Chickens are so versatile they are easy to keep in the backyard too, perfect for those dreaming of owning a homestead whilst living in the suburbs. Just steer clear of roosters if you are in town, most councils won't allow them and you'll upset the neighbours. 

If you are new to chickens or want to get some I thought I would write a post about keeping chickens for beginners, to help you work out if chickens are for you. 

What chicken breeds are best? 

There are many varieties of chickens. There are fluffy chickens, big chickens, small chickens, silky chickens, and spotty chickens. 

Looks aside, chickens can be split into three main categories. Egg layers and meat chickens, the third is where my preference lies and that is in heritage breeds which are generally a duel purpose bird. 

Your best egg-laying chickens are Hylines and Isa Browns. These are commercial breeds and are bred to turn food into eggs as efficiently as possible and mature to point of lay quickly. When you buy your eggs from the supermarket, you are most likely getting eggs from these breeds. 

Sounds great right?

But, that constant egg-laying comes at a price. They usually only lay for 2-3 years and if you were to hatch them to try to expand your flock, the roosters are puny birds and hardly worth the effort of processing for soup. In the commercial world, the male chicks are killed at birth and at best, turned into fertiliser like blood and bone. Chicks are notoriously hard to sex at birth, so commercial breeds have been conveniently bred for the males and females to be different colours. They separate the males according to colour and dispatch them, whilst moving the hens to a grower facility. But if you are after lots of eggs from a small flock, they have their place. 

Commercial meat chickens are an equally mutant breed. They are most generally Cornish Cross x White Plymouth, they are bred to grow fast. Like incredibly fast. Commercial meat chickens generally need to be harvested between 6-10 weeks because their bodies grow so quickly they can run into problems if allowed to go too far beyond this timeframe. Their legs can buckle from their weight, and they can have heart and liver problems. But they are efficient growers and can have their place in a homestead. 

Though these kinds of commercially bred animals may not be ideal as far as animal welfare goes, they may still be a breed that suits your needs, property and budget. They have been bred to produce a lot of food for minimal input and if you care for them well, they can certainly have a good and happy life. 

Generally, our preference is to keep a heritage dual-purpose breed of chicken. There are many varieties but we like the Australoprs. They are nice, friendly big chickens, good mothers and good layers. We harvest the roosters so nothing goes to waste. They don't lay as much as a commercial breed and therefore have a longer laying life. However, they are quite slow growing, which means there they require quite a lot of food to get to a good processing weight. This makes the end product more expensive by the time it gets to the dining table. 

We recently had a big batch of Cornish x chickens and we kept a couple of the lightest ones who had the strongest frame. We are hoping to cross them with our Australorps to see if we can raise a big, strong healthy chicken that grows slightly faster than the Australorp for processing means.  For us, it is about finding a balance between chickens having a good life and being financially worthwhile.   

What do chickens need?

Chickens needs are pretty simple.
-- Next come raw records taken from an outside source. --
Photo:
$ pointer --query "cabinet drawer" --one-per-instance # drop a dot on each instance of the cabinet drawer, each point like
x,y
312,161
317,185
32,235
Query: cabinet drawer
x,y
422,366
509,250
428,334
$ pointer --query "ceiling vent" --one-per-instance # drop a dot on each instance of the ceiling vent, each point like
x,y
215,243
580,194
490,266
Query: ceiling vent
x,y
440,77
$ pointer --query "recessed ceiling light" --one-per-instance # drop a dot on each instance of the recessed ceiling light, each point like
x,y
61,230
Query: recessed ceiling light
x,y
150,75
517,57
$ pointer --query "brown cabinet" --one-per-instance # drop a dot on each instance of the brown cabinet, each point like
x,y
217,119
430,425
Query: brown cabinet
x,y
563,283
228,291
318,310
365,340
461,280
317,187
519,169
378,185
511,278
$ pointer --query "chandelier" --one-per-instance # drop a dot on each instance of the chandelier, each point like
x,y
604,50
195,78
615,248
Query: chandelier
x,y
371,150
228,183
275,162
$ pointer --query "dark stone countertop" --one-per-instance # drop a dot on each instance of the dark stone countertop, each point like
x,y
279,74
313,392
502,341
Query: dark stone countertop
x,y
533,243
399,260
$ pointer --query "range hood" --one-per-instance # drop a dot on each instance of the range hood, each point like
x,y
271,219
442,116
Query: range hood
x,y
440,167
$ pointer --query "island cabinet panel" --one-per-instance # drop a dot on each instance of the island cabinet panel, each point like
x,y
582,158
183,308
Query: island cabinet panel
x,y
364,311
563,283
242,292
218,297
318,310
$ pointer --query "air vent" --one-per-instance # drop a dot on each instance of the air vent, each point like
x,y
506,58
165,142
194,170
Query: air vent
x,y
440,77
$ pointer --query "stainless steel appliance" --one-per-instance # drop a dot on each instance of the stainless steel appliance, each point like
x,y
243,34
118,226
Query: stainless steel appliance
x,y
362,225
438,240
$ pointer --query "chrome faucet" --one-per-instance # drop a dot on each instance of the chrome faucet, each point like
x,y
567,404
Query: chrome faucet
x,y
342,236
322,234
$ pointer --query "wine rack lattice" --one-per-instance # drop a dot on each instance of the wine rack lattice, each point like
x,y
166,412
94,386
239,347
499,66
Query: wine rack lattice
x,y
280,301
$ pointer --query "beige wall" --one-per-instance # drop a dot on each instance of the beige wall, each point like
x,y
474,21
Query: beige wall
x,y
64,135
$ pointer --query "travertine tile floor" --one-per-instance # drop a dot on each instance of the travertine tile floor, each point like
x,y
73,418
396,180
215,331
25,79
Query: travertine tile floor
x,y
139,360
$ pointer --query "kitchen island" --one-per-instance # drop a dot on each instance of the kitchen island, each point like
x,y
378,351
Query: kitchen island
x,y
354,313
Most importantly they need shelter from the elements, commonly called a chicken coop. This chicken coop will need to be fully enclosed and secure. In it, they will need comfortable laying boxes with clean bedding like straw or sawdust. The laying boxes should feel private and safe for the hen. Chickens roost at night so they will need perches that can be made from branches. 
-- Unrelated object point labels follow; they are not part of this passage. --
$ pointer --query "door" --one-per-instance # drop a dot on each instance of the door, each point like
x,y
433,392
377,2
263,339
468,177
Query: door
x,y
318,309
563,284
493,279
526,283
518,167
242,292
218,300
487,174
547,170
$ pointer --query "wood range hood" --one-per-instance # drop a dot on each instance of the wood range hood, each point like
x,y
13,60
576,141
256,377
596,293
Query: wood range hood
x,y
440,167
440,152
They also need food, water, dirt to dust bathe in and enough space to carry out their natural chicken behaviour. Adding wormwood and lavender cuttings to their nesting boxes can help to naturally deter fleas and mites. 

What do chickens eat?

Chickens are fantastic composters and will happily turn your kitchen scraps into delicious eggs. They can eat a lot of things, but they can't eat uncooked rice and beans, though cooked is fine. They also shouldn't eat raw potato, avocado seeds and skin, onion, garlic, chocolate, citrus or raw potato. Though naturally, chickens will eat meat, it's not advised to feed it to them. Pork should especially be avoided as chickens and pigs can transfer disease to one another. 

They will also need good quality feed, which you can buy in bulk from your local fodder store. If you have egg-laying chickens they will need a layers pellet, if you are raising chickens for meat, they will require growers pellets. The fodder store will be able to point you in the right direction if you have any queries or feel overwhelmed by the choice. 

It's also good to feed chickens shell grit to ensure they have adequate calcium and to add a glurp of apple cider vinegar(ACV) to their water. ACV helps with natural worm prevention and good gut health.  You can buy ACV in bulk at the fodder store too. 

Chicken coop and run

Aside from their chicken coop, chickens will need a run in which they can scratch about, stretch their wings, socialize and generally do chicken-y things. 

Chickens are tasty and generally defenceless. (Though if you have ever been changed by a rooster, that may be hard to believe...) As a result, there are many things aside from us that like to eat them. Foxes, feral cats, goannas, dingoes, neighbourhood dogs, birds of prey even pythons will happily feast on a chicken dinner if given half a chance. This is why they need a good secure coop which they are locked in overnight. The chicken run should have a fence which is a minimum of 6ft, but we prefer 8ft. Chickens are surprisingly good flyers. We have always built our chicken run with wire dug under the ground to prevent animals from digging/pushing under. We do this by digging a trench around the perimeter, placing the wire in it and then pouring concrete around the bottom. It's time-consuming, but it means the job is done well. 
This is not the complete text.